FTC staff reportedly recommended calling for legislation that would apply to all commercial Web sites; previous laws affected only kids and financial information sites. However it's unclear if commissioners would go along with the staff proposal. But the report could kick off quick congressional action.

"It's a crap shoot," said Deirdre Mulligan, staff counsel for the Center for Democracy & Technology, a consumer group that is pushing for privacy legislation. "I do think that it is possible that there could be congressional action, but I also think there is a deck of cards stacked against it."

Sen. Patrick Leahy (D., Vt.), who heads a Democratic privacy task force, would like to see action this year, but with a few weeks of legislative activity left, whether it could happen "is a matter of making it a priority for leadership," said an aide.

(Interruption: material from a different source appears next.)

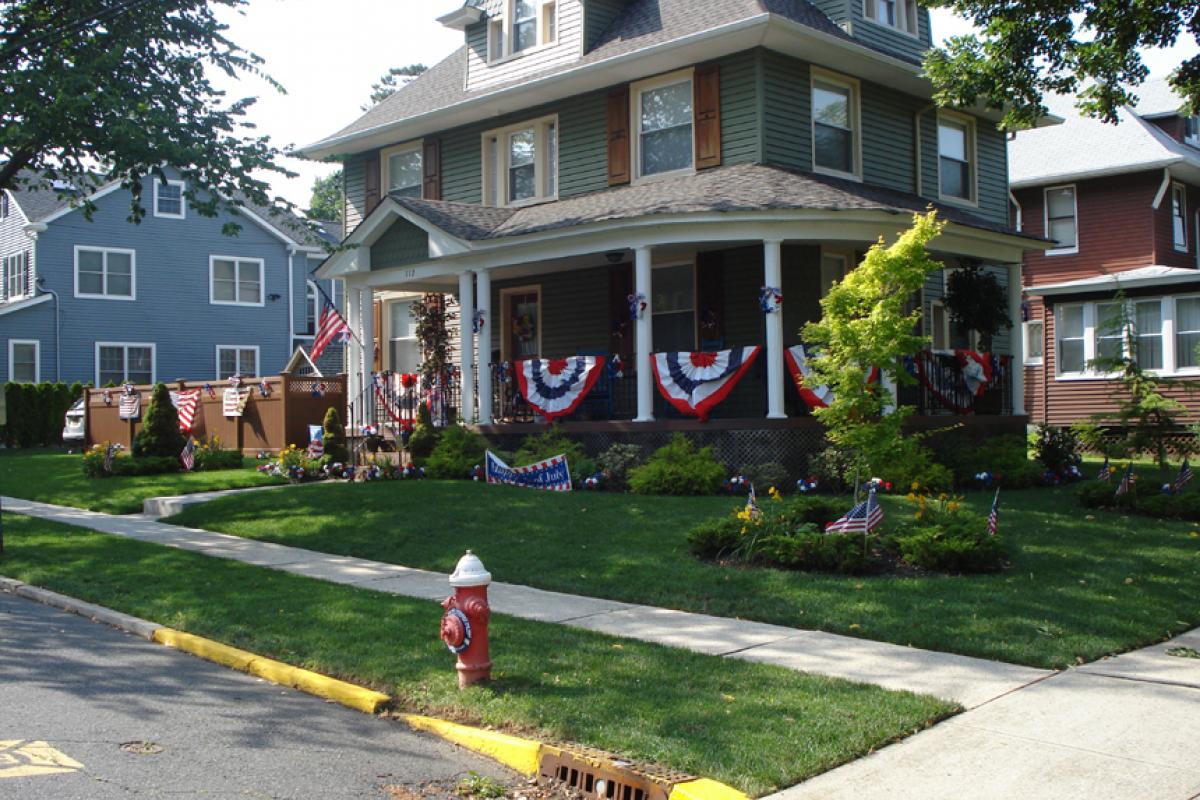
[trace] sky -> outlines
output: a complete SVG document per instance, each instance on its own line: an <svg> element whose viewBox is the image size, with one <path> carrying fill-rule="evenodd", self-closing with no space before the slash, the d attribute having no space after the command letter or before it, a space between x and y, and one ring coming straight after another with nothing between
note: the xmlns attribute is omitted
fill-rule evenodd
<svg viewBox="0 0 1200 800"><path fill-rule="evenodd" d="M353 122L371 84L390 67L432 66L462 44L460 32L436 19L459 5L461 0L251 0L242 14L223 14L229 38L266 59L265 71L287 94L252 77L214 81L231 97L259 98L249 119L277 147L311 144ZM938 41L971 30L943 9L932 15ZM1152 74L1165 75L1200 51L1183 38L1173 50L1145 54ZM308 206L313 181L337 170L292 158L284 165L298 177L273 177L272 188L301 208Z"/></svg>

The Senate Commerce Committee, headed by Sen. John McCain (R., Ariz.), has scheduled a May 25 hearing to discuss the report.

In their letters, ad and marketing industry officials argue 90% of marketers having adopted privacy policies demonstrates that self-regulation works. They suggest the 20% figure is likely the result of marketers' confusion about two of the more complicated privacy principles -- providing access to information gathered by marketers, while also providing the security to see the information is only available to those who should have access to it.

"While there is more work to be done, progress has been dramatic," said Hal Shoup, exec VP of Four A's in one of the letters. "We strongly believe a call for legislation at this point would be premature and counterproductive."

Dan Jaffe, exec VP of the Association of National Advertisers, noted the 90% compares with 14% of Web sites having privacy policies in 1998.

American Advertising Federation President-CEO Wally Snyder said marketers shouldn't be held to unresolved access standards.

"It is unrealistic to expect sites to meet a criteria where no clear criteria exists," he wrote in the AAF's letter. He said counting marketers as not complying when they don't give access because of security concerns is unfair and unwise.

SELF-REGULATION NOT ENOUGH

Privacy advocates said the industry has had more than enough time to comply, and its requests for the FTC to set standards on access and security issues -- after repeatedly pleading to let industry set its own standards in the past -- are at best a little disingenuous.

"Self-regulation has not provided an adequate amount of progress and it is time to set a legal standard for privacy protection on the Web," said Andrew Shen, a policy analyst for the Electronic Privacy Information Council.